Outside, the weather was dry, but cold and almost windless, with a frozen crackle of breaking brush under every footstep. Weir walked away from the house and into the deep woods, grateful for the cold air that nipped his cheeks and filtered through his cashmere sweater.

He took down a couple of log rails to make an opening in the fencing and walked to the outdoor shooting range he and Grimes had set up years ago. It was a two-lane, thirty-foot clearing in the trees, with a rough wooden counter for resting guns and ammo at the top and a straight, open gallery running twenty-five feet ahead. The end of the range was backed by a ten-foot-high wall of wire-baled haycocks and two black and yellow targets with scarlet bull’s-eyes. Beyond the targets lay several more acres of pristine, fenced-in woodland of the Weir property.

General Weir laid out the pair of .22 target pistols and boxes of ammunition with precision, as if awaiting a signal in the championship meet.

He loaded each pistol and began to fire them alternately, left and right hand, the shots cracking out in the cold air. He reloaded and fired again and again for almost an hour, cleanly, rhythmically, feeling the air cool on his fiery cheeks. When he finally put down the pistols and walked to the end of the firing range to look at the targets, the air was thick with the smell of cordite, the circular targets were tattered, with the red bull’s-eyes shot completely away and the hay bales looking as though they had been clawed by a frenzied animal.

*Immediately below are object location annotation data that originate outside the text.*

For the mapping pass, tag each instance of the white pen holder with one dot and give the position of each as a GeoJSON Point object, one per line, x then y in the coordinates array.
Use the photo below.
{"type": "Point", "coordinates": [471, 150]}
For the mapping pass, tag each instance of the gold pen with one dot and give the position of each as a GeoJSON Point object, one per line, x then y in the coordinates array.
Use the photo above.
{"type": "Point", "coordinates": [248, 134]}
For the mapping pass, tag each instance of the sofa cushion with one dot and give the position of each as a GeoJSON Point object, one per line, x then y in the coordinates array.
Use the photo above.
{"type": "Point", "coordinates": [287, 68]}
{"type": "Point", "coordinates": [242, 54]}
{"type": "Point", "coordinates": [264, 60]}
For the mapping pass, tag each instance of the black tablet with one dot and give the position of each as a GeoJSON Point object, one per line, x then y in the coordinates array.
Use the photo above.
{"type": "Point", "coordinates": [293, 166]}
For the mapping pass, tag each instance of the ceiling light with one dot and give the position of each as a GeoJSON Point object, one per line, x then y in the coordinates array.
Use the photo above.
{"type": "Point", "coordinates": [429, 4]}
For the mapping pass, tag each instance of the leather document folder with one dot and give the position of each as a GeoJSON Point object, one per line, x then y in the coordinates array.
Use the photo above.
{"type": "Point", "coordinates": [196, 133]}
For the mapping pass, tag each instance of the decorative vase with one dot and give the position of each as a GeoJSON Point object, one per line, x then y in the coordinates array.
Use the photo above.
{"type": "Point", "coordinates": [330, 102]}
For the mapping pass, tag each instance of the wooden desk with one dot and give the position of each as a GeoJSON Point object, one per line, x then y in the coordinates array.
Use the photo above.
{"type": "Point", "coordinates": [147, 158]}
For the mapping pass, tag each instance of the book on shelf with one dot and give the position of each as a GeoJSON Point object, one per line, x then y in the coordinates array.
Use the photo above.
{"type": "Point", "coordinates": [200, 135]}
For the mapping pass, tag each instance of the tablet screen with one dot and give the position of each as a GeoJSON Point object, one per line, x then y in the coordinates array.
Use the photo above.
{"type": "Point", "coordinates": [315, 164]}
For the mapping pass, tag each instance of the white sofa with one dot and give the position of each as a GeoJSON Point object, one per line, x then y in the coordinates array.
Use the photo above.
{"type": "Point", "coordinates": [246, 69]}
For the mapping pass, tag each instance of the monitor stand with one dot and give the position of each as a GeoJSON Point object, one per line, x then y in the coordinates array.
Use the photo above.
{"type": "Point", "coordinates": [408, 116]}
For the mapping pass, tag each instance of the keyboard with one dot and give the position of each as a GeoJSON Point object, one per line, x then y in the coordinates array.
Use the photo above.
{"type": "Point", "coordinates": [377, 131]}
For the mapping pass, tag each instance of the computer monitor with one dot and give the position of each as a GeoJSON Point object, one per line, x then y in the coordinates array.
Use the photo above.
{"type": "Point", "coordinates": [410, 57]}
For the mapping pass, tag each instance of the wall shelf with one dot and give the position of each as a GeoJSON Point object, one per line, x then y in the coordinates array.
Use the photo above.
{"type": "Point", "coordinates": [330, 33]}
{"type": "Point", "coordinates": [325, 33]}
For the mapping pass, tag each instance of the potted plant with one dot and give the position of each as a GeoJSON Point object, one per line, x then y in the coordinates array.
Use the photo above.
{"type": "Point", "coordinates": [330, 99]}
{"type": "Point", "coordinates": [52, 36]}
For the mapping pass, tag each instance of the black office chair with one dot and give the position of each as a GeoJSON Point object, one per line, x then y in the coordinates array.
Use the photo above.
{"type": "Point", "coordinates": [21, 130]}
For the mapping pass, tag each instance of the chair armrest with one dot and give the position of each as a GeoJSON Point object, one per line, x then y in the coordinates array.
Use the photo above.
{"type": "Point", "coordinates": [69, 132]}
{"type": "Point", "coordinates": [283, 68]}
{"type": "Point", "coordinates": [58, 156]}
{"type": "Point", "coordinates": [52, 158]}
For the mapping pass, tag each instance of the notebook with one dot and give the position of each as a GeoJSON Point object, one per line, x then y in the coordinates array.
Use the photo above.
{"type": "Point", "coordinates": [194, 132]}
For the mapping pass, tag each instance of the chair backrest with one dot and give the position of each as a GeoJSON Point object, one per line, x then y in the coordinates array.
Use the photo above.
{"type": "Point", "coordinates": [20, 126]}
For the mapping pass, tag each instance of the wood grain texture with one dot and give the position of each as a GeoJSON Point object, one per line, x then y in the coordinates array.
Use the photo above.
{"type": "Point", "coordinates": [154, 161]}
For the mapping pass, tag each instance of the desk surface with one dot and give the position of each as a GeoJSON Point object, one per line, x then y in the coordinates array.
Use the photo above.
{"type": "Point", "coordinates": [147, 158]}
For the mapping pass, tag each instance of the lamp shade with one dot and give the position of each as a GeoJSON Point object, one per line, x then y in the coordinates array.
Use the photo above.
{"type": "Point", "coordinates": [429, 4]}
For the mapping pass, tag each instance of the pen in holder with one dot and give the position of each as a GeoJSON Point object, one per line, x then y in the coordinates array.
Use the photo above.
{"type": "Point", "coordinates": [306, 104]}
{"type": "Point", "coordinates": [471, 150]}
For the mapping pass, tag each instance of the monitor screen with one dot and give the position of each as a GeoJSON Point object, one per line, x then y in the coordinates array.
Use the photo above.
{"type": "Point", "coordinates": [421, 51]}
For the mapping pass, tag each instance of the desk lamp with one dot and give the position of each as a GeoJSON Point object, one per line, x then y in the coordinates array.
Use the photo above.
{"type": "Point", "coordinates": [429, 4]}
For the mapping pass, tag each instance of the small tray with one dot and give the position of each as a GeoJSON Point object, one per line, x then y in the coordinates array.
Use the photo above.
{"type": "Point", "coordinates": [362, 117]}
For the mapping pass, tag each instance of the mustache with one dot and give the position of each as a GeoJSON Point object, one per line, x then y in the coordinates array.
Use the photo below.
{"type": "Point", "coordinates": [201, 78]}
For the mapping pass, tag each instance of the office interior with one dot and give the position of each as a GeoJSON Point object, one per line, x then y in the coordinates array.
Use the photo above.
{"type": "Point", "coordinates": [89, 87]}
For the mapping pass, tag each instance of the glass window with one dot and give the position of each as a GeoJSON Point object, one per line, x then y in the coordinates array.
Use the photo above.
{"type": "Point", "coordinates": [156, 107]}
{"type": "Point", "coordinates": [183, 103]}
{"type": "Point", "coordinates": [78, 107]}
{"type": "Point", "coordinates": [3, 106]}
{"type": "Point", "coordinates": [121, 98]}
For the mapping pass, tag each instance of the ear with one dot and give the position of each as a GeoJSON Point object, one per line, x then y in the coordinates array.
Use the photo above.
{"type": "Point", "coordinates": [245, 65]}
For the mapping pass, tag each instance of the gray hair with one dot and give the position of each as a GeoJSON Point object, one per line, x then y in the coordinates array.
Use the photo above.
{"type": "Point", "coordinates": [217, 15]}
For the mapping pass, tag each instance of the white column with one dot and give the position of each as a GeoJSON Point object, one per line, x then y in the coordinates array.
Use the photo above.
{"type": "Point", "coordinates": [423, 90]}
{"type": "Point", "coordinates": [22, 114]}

They did not wait for John Grimes to get back from Chicago. At a quarter to three, Tarbert Weir went into his bank and converted ten thousand dollars from his account into travelers checks. He told the cashier, whom he knew well, that he was taking a trip down south and she put her hand out from under the grille and touched his hand as he signed the checks, patting it softly, then made a little pursing movement with her lips, a silent kiss of understanding. Weir nodded and thanked her.

Within twenty minutes the big Mercedes left Springfield and moved out into the traffic of the interstate highway, headed across Indiana lo Ohio and then down to White Sulphur Springs on the eastern border of West Virginia, a town of less than three thousand people, two hundred and fifty miles from Washington, D.C.

General Weir sat slouched down in the front seat, head thrown back against the leather cushion, as if he were exhausted or emotionally drained. Laura Devers was at the wheel.